胸部大動脈の正常径は約3cmで、拡大して5.5cmを超えると破裂の危険が高くなります。

胸部大動脈瘤に対する手術
治療は破裂を予防するのが目的です。薬で破裂を予防することはできません。
治療は昔から行われている人工血管置換術とステントグラフト内挿術、その両方を行うハイブリッド治療があります。
 
  • 人工血管置換術
    人工血管置換術は人工心肺装置を使用して、時に心臓を一時的に止めたり、体を冷却したりして行います。胸を大きく切開し、骨も切断するので、手術侵襲(体にかかる負担)は大きくなります。その代わり瘤を切除し人工血管に置換するため、手術によって大動脈瘤は完治し破裂のリスクはなくなります。手術に耐えられる体力がある方にとっては最も確実な治療方法です。

  • ステントグラフト内挿術(TEVAR)
    胸部大動脈瘤に対して行われるステントグラフト治療をTEVAR(ティーバー)といいます。ステントグラフトとは、形状記憶合金でできた骨組み「ステント」に、人工血管「グラフト」を縫い付けた筒状のものです。(写真右)

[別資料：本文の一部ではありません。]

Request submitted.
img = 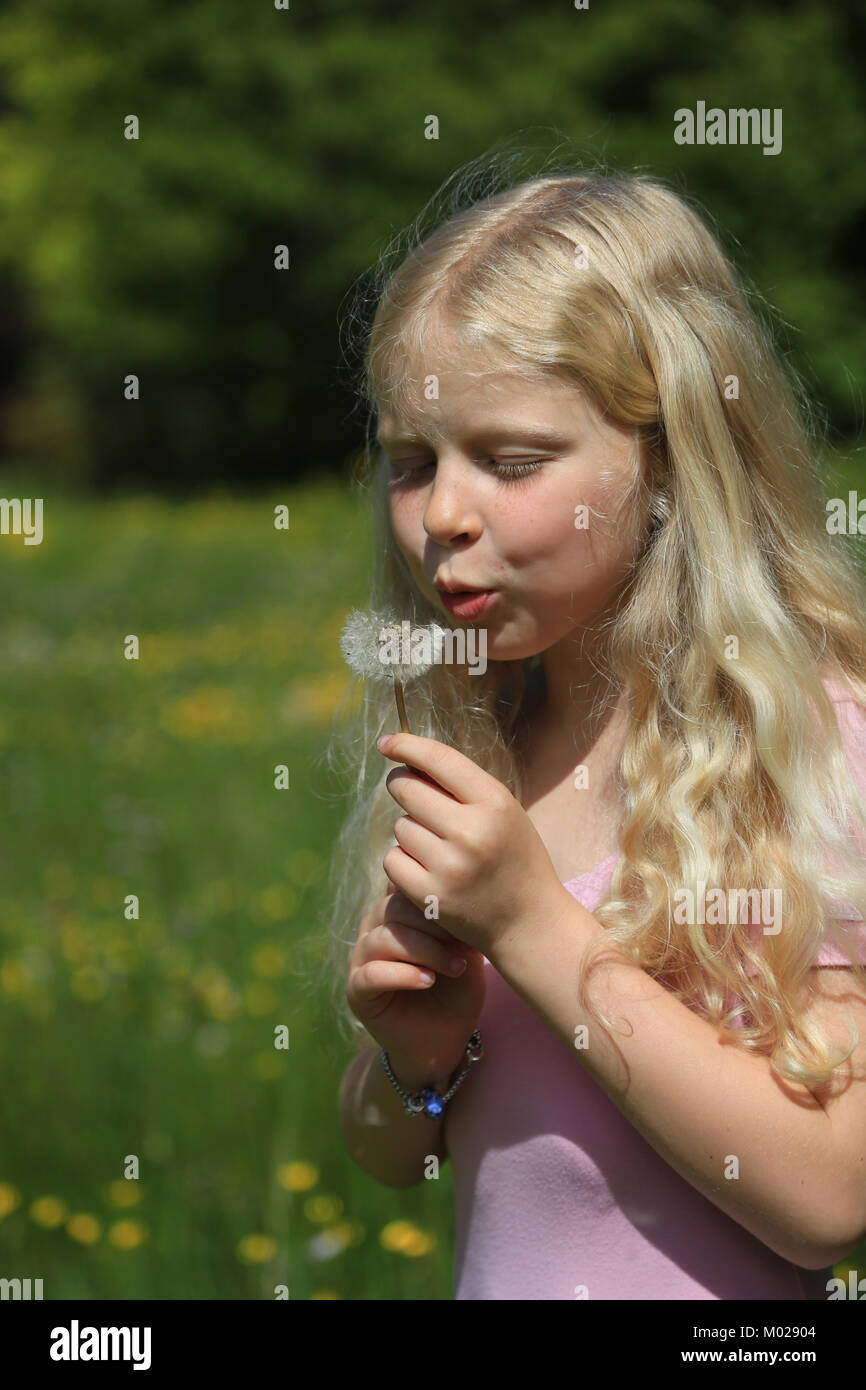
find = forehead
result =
[378,361,588,448]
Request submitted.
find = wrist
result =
[388,1052,460,1094]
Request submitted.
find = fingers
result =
[359,922,466,980]
[357,891,460,949]
[346,960,436,1008]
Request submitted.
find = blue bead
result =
[421,1086,442,1119]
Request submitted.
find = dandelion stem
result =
[393,681,410,734]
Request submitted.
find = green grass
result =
[0,480,453,1300]
[0,480,866,1300]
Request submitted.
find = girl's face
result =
[378,340,639,660]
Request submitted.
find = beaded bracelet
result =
[379,1029,484,1120]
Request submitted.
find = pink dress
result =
[445,678,866,1301]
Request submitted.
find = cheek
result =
[391,498,423,556]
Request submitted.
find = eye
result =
[493,459,544,478]
[391,459,544,482]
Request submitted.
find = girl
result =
[325,157,866,1300]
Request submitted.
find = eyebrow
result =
[375,424,571,449]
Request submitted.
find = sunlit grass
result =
[0,484,452,1300]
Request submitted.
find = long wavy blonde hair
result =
[312,149,866,1083]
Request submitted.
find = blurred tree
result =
[0,0,866,489]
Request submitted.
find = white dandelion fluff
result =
[339,609,448,734]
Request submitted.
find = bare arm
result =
[339,1048,449,1187]
[493,888,866,1269]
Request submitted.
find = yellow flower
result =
[277,1162,318,1193]
[238,1236,277,1265]
[0,956,28,998]
[60,922,88,960]
[161,685,254,744]
[250,883,297,922]
[67,1212,103,1245]
[106,1177,143,1207]
[108,1219,147,1250]
[0,1183,21,1219]
[31,1197,68,1230]
[379,1220,436,1258]
[303,1193,343,1225]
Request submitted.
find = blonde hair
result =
[315,146,866,1083]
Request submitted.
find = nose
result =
[424,459,484,546]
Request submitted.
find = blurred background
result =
[0,0,866,1300]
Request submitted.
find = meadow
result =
[0,481,866,1300]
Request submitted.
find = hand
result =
[382,734,571,960]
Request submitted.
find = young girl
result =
[325,162,866,1300]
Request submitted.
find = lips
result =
[439,589,496,619]
[436,580,492,594]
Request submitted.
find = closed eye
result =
[391,459,544,482]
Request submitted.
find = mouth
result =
[436,585,498,619]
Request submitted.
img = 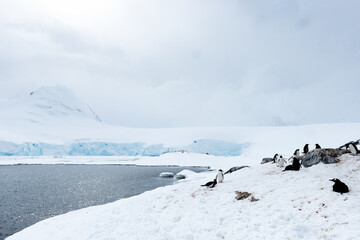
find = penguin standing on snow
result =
[215,169,224,183]
[349,143,359,155]
[304,144,309,154]
[329,178,349,194]
[273,153,279,163]
[283,157,301,172]
[278,155,286,167]
[201,178,217,188]
[293,149,300,157]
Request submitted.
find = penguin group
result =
[329,178,349,194]
[273,139,360,194]
[339,139,360,155]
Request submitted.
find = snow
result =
[4,153,360,240]
[0,87,360,240]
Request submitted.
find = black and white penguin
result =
[303,144,309,154]
[215,169,224,183]
[278,155,286,168]
[224,166,249,175]
[273,153,279,163]
[329,178,349,194]
[349,143,359,155]
[201,179,217,188]
[283,157,301,172]
[293,149,300,157]
[293,158,301,171]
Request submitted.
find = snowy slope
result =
[0,89,360,240]
[8,150,360,240]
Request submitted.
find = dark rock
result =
[299,148,349,167]
[159,172,174,178]
[224,166,249,175]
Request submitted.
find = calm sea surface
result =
[0,165,206,240]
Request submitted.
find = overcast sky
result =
[0,0,360,127]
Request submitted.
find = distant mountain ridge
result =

    ステントグラフトを血管内に留置することで、ステントグラフトがバネの力で血管内に張り付いて、大動脈瘤に直接血流が当たらなくなり破裂を予防します。足の付け根の血管から、ステントグラフトが収納されている太さ8mm前後のカテーテルを挿入し、X線透視を見ながら動脈瘤をカバーするようにステントグラフトを留置します。手術は全身麻酔で行いますが、人工心肺装置を使用せず小さな傷で行うことができるため、手術侵襲(体への負担)は人工血管置換術に比べ格段に低くなります。ご高齢の方や併存疾患をお持ちの方でも安全に手術が可能です。以前は足の付け根を3~4cm切開していましたが、最近では止血用のデバイスが使用できるようになり、足の付け根を切開せずに行えるようになったため、手術時間が短縮し、術後の痛みが少なくなりました。適した動脈瘤に行えば、ほとんどの症例で動脈瘤の拡大や破裂を予防することができます。しかし、耐久性に問題があること、大動脈瘤の部位や範囲などによってTEVARが行えない、または行っても破裂予防の効果が少ない場合があります。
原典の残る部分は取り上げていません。